I left with a smirk on my face knowing that all of it
was just a game. I no longer wanted Q as I could tell that
he sure in hell didn’t want me either.
None of that mattered right now as I drove home from
Ahmad’s worried that Q would know exactly where I was
and what I had done. I wondered what Tee would do in
this same situation and then I smiled, today, I was going to
try to fill Tee’s shoes.
I flew up the back stairs like I had wings; my clothes
hit the floor before my feet had a chance to gain steady
ground. I jumped in the bed with Q and for the second time
that day my head was in a man’s lap. I looked up at Q’s
startled expression, but as I continued to place my warm
tongue along everything that was his, I watched him relax
and give in to the pleasure.
I tried to force Q to sex me the way that Ahmad just
had. I wanted the aggression the passion, but Q just
reverted back to our same ordinary sex.
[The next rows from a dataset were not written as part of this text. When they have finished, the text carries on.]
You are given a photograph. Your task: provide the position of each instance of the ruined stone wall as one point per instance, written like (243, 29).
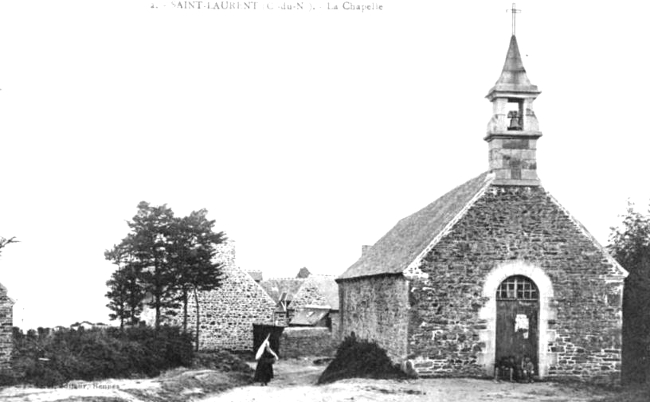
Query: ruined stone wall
(447, 332)
(6, 324)
(298, 342)
(375, 308)
(227, 314)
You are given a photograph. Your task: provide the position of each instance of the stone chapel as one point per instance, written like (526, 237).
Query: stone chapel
(494, 268)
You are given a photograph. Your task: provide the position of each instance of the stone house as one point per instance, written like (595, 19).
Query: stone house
(228, 313)
(282, 291)
(304, 291)
(494, 268)
(6, 329)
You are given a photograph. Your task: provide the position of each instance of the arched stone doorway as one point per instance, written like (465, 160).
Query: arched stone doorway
(517, 321)
(488, 313)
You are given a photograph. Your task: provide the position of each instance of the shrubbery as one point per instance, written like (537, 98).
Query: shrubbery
(360, 359)
(51, 358)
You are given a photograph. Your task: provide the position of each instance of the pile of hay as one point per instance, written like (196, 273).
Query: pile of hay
(360, 359)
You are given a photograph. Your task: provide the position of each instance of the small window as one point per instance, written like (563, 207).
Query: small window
(517, 288)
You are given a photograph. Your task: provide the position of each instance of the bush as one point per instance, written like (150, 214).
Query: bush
(51, 358)
(360, 359)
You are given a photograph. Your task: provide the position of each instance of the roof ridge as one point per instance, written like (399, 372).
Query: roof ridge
(393, 253)
(585, 232)
(413, 268)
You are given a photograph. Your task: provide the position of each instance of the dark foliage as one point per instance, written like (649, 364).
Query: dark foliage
(51, 358)
(166, 258)
(630, 246)
(360, 359)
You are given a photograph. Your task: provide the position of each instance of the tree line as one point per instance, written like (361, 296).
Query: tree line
(629, 244)
(164, 261)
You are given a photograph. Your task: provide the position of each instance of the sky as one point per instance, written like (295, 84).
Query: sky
(305, 133)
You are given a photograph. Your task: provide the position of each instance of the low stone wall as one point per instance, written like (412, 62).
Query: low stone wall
(308, 341)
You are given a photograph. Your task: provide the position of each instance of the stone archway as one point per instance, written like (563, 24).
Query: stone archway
(488, 312)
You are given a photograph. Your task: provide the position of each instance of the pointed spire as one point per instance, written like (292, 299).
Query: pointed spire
(513, 77)
(513, 130)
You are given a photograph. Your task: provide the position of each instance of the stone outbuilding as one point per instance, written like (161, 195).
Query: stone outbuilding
(6, 330)
(494, 268)
(294, 294)
(228, 313)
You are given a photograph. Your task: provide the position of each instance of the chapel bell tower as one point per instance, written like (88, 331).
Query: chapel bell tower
(513, 131)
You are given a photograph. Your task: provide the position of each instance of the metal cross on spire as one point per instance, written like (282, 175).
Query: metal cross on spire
(514, 12)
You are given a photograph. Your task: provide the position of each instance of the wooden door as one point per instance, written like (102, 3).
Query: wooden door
(517, 320)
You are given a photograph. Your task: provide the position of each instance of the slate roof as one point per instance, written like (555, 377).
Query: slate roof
(513, 76)
(327, 287)
(309, 316)
(276, 286)
(403, 244)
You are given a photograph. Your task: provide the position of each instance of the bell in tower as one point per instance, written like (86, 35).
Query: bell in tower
(513, 130)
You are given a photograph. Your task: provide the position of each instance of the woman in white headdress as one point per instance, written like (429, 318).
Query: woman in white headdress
(265, 357)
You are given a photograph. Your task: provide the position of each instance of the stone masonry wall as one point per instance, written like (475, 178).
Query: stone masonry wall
(300, 341)
(227, 314)
(6, 324)
(376, 308)
(517, 224)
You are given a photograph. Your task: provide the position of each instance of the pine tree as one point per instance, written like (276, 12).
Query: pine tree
(630, 246)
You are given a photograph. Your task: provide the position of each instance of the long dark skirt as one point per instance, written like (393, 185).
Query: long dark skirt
(264, 370)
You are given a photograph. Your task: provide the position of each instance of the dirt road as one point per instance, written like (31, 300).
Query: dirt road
(295, 381)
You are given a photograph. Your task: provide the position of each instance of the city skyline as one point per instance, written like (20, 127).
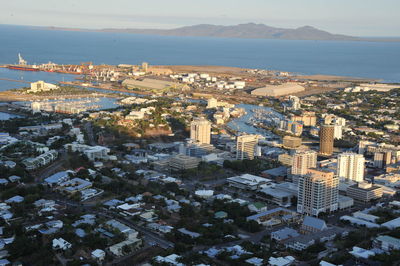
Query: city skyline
(340, 17)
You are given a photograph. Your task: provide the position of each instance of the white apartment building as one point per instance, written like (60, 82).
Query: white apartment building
(92, 152)
(318, 192)
(200, 131)
(246, 147)
(302, 161)
(351, 167)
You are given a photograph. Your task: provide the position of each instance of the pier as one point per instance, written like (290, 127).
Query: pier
(15, 80)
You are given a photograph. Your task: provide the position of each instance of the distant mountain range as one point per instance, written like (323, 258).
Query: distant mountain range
(247, 31)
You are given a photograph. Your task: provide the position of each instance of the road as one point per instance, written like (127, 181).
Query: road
(148, 236)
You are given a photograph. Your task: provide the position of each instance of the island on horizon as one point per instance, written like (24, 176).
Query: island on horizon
(243, 31)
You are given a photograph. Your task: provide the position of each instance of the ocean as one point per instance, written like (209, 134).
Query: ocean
(377, 60)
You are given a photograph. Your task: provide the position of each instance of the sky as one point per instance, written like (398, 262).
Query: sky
(351, 17)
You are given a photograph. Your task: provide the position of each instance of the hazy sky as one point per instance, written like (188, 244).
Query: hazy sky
(353, 17)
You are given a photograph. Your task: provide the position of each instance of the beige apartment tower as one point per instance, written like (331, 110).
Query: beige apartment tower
(200, 131)
(290, 142)
(302, 161)
(246, 146)
(318, 192)
(326, 137)
(350, 167)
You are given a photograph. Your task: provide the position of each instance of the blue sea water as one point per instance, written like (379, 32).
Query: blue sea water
(379, 60)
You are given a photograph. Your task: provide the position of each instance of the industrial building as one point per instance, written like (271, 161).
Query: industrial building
(151, 84)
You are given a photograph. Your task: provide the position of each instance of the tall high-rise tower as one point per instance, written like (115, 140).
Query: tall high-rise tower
(302, 161)
(326, 137)
(318, 192)
(200, 130)
(246, 146)
(351, 167)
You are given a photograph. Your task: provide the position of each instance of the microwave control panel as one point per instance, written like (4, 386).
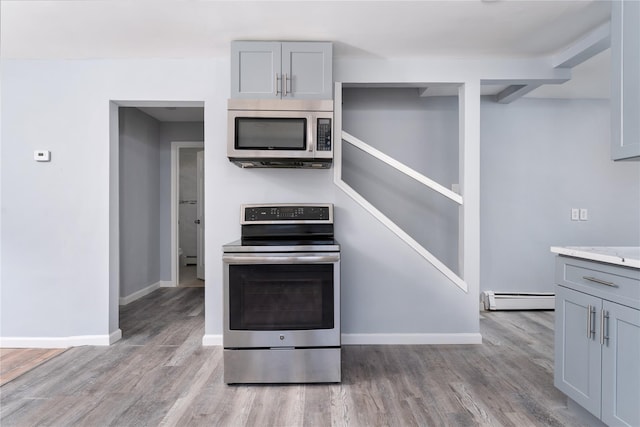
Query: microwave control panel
(323, 136)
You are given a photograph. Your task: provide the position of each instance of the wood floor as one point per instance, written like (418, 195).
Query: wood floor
(16, 361)
(160, 374)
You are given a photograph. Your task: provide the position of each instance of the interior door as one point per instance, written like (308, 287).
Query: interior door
(200, 214)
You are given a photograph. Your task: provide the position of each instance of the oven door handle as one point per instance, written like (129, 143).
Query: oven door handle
(283, 259)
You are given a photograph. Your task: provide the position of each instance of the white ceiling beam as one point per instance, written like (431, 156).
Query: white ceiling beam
(586, 47)
(514, 92)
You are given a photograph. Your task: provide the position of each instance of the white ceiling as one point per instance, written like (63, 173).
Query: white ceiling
(76, 29)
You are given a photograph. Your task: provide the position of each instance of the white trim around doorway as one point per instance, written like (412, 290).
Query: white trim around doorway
(175, 162)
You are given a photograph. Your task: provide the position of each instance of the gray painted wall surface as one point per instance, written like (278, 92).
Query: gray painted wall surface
(139, 201)
(420, 132)
(539, 159)
(56, 252)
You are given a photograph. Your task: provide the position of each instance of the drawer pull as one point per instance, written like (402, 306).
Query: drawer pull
(600, 281)
(591, 332)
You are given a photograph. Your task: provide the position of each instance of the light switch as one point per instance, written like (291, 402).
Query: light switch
(584, 214)
(575, 214)
(42, 155)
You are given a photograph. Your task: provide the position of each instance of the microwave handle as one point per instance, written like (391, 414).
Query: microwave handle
(277, 86)
(297, 259)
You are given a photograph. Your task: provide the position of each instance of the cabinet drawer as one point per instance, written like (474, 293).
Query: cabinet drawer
(610, 282)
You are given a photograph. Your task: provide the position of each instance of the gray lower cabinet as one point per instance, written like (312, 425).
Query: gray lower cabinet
(625, 83)
(597, 338)
(281, 70)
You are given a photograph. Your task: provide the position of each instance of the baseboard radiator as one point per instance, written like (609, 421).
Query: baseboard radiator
(491, 300)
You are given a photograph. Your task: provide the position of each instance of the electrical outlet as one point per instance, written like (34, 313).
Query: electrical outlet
(575, 214)
(584, 214)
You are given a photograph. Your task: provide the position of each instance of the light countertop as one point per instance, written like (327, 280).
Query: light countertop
(628, 256)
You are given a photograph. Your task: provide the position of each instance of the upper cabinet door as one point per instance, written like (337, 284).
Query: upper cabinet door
(256, 69)
(287, 70)
(308, 70)
(625, 95)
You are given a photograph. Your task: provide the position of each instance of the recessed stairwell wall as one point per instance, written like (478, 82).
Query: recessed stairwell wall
(420, 132)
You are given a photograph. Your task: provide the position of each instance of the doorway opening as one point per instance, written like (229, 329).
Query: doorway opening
(187, 220)
(141, 188)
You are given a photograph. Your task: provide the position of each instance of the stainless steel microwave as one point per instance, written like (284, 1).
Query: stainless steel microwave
(268, 133)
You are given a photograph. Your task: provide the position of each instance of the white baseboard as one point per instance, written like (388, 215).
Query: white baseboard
(115, 336)
(211, 340)
(407, 339)
(60, 342)
(139, 294)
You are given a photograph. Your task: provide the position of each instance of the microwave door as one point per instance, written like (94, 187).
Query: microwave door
(271, 136)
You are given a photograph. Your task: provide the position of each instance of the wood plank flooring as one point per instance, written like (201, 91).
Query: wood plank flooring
(160, 374)
(16, 361)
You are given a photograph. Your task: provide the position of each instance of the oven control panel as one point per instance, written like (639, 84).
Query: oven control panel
(252, 214)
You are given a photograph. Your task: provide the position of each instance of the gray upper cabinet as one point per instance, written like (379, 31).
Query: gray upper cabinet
(287, 70)
(625, 83)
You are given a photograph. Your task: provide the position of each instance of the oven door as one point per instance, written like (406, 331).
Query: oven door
(281, 300)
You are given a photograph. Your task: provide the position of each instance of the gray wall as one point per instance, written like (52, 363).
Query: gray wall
(139, 201)
(539, 159)
(420, 132)
(56, 252)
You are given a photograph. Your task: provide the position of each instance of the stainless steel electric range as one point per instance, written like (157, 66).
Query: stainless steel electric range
(282, 296)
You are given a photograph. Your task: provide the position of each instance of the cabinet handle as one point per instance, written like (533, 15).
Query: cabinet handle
(591, 311)
(604, 327)
(600, 281)
(277, 86)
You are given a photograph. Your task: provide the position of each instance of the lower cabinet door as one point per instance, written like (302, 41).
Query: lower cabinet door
(577, 348)
(621, 365)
I closed my eyes
and envisioned the love I had just made with Ahmad, the
way his soft lips touched my body, the hardness of his
chest, the memories set me on fire and caused my body to
explode.
I opened my eyes and looked at Q’s boastful
expression. ‘Humph,’ I thought, ‘if only you knew, that
orgasm didn’t have anything to do with you.’ I held my
tongue and my peace and went to shower with the
revelation that my sex life was about to look up.